Regardless, the battle to do away with this pernicious concept will be fierce. “The attack on disparate impact is the latest in a series of Trump administration assaults on civil rights,” asserts Sarah Hinger, an ACLU Racial Justice Program staff attorney. “As the nation continues its long march toward equality, it would be outrageous to destroy such an important means of advancement—one the civil rights bar still depends on to make its case in court,” declares the New York Times editorial board. “Donald Trump wants to make racism OK unless someone can prove the accused party intended to discriminate against them,” claims columnist Michael Harriot.

That would be proof—as opposed to a legally enforceable presumption of racism.

Roger Clegg, president of the Center for Equal Opportunity, a conservative think tank, sees the absurdity of such assertions. “The disparate-impact approach requires decision-makers to make decisions with an eye on race,” he states. “That is exactly what the civil rights laws are supposed to prohibit.”

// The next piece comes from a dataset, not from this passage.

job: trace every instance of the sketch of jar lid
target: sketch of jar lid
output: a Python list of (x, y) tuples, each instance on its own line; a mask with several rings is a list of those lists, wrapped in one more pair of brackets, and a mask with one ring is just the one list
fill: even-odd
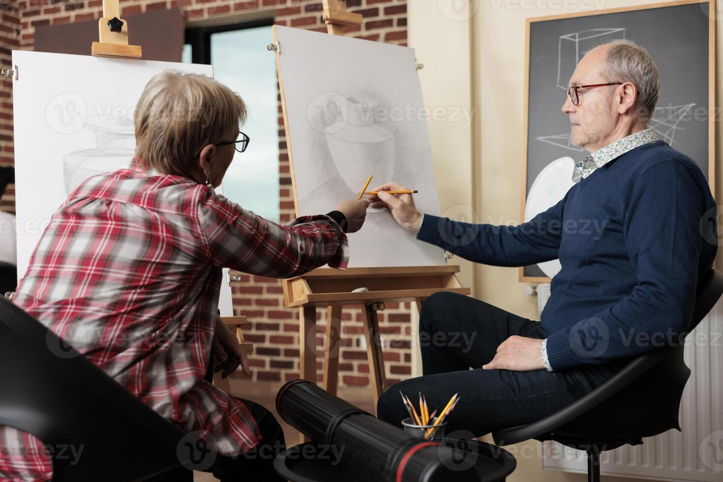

Instead, the Obama administration forced the issue. The Equal Employment Opportunity Commission (EEOC) discouraged employers from checking a job applicant’s criminal records because that had “disparate impact” on black men whose incarceration rate is seven times higher than that of whites. In one egregious case, auto manufacturer BMW paid $1.6 million in relief to 56 black Americans with criminal records it turned down for jobs. The feds also forced the company to ignore criminal charges against any job applicant, even if they included violent felonies.

In another case, auto lender Ally Financial was fined a record $98 million by the DOJ and the Consumer Financial Protection Bureau (CFPB) for refusing to admit bias against minority borrowers. Yet in subsequent congressional testimony, the CFPB admitted it didn’t even factor credit scores of minority applicants into its investigation, despite many studies showing they are the most reliable indicators of potential loan defaults.

Yet the beat goes on. New House Banking Committee Chairwoman Maxine Waters (D-Calif.) has promised to take on “dishonest and criminal” banking officials who don’t loan out enough money in low-income urban areas. New House Education Committee chairman Rep. Bobby Scott (D-Va.) wants to expand the Title VI statute to include disparate impact and precipitate more lawsuits, while Rep. Sheila Jackson Lee (D-Texas) of the House Judiciary Committee promises to use it as a vehicle to engender reparations for slavery.

“If you don’t favor using the disparate impact approach in civil-rights enforcement to the nth degree, then you are a ‘racist,’ and the mainstream media can be counted on to accept this narrative uncritically,” said Clegg.

The American public? The bet here is the race card is “maxed out,” and that color-blindness, equal opportunity and meritocracy still resonate with a majority of the electorate. The same majority increasingly tired of the idea that the rights of specific groups supersede those of individual Americans, and that those groups are apparently entitled to equality of outcome, not opportunity.

Let the pushback begin—in earnest.

Author Arnold Ahlert has been a columnist for the New York Post for the past seven years.

 The Closer is a forum for provocative thought relating to the multifamily housing industry. The views herein do not necessarily reflect those of the magazine.